Terkadang pengalaman di masa lalu adalah sesuatu yang paling menghantui. Dia sudah berusaha untuk tetap berdiri hingga detik ini untuk tetap terlihat biasa saja, dengan senyum yang tetap terpeta, dengan tawa yang tetap terdengar nyaring, dan jenaka yang selalu dia lakukan, sambil berjalannya waktu pun belajar untuk kembali membuka hati, setelah sekian lama dia biarkan tertutup rapat karena rasa takut dan trauma yang pernah menyelimutinya.

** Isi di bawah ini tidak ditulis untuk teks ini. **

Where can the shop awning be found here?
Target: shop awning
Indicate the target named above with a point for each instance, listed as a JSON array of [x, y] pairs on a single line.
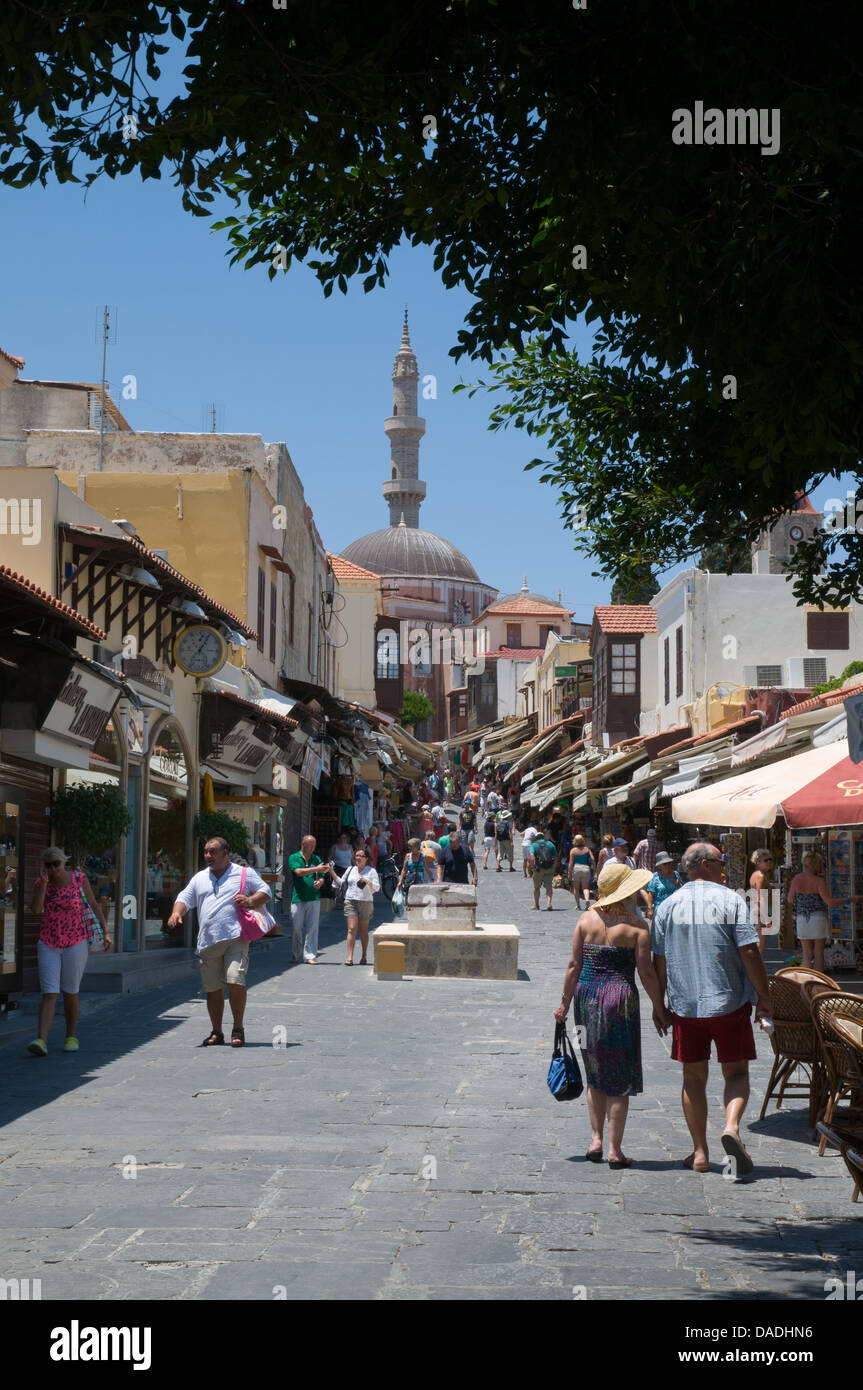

Rasa ketidakpercayaan yang menguasainya pelan-pelan tersurut walaupun tidak benar-benar habis.
Dia tidak ingin menjadi manusia yang mati rasa. Tidak ingin tidak merasakan kebahagiaan yang sering diceritakan oleh teman-temannya. Sampai pada akhirnya, dia menguatkan hatinya untuk membukanya kembali, walaupun tidak selebar dulu, paling tidak cukup untuk secercah cahaya masuk yang menerangi sudut-sudut hatinya yang mulai lembab dan dingin.
Dia bertemu dengan beberapa orang. Orang-orang yang mampu mengembalikan lagi harapan yang selama ini dia anggap tidak akan ada lagi untuk dirinya setelah terakhir kalinya dia terjembab karena seseorang yang menghancurkan hidupnya atas nama cinta. Dia tidak lagi mengharapkan harapan apapun untuk hidupnya. Tapi pertemuannya dengan orang itu, merubah sesuatu dalam dirinya, walaupun belum sepenuhnya. Dia kembali percaya, dia kembali terbuka, dia kembali yakin bahwa harapan untuk hidupnya masih ada sinar.
Tapi, ya, masih ada tapi...
Sinar itu hanya bertahan sebentar saja, ya, hanya sebentar.
Tawanya kembali hilang, senyum kembali meredup seperti lilin yang mulai habis daya.
Dia kembali masuk ke dalam kotak gelap, usang dan lembab itu.
Ketidakpercayaan kembali menguasainya.
Dia tidak ingin lagi keluar dari sana, karena yang dia tahu, di luar sana hanya ada kebohongan, kepalsuan, dan harapan yang selalu berakhir sia-sia dan menelantarkan dirinya.
Seharusnya dia tidak pernah lagi percaya pada para pembual. Harusnya, pengalaman masa lalunya memberikan peringatan tentang para pembual yang mengatasnamakan cinta.
Cinta itu omong kosong! Dia menjerit.
Dingin. Hanya itu yang dia rasakan.
Dia tidak ingin keluar. Dia tidak ingin bertemu. Sendiri lebih baik.
Tapi, ya, masih ada tapi...
Dia juga takut mati rasa.
Dia takut tidak lagi bisa merasakan hangatnya sinar matahari atau dinginnya udara malam yang disertai hujan.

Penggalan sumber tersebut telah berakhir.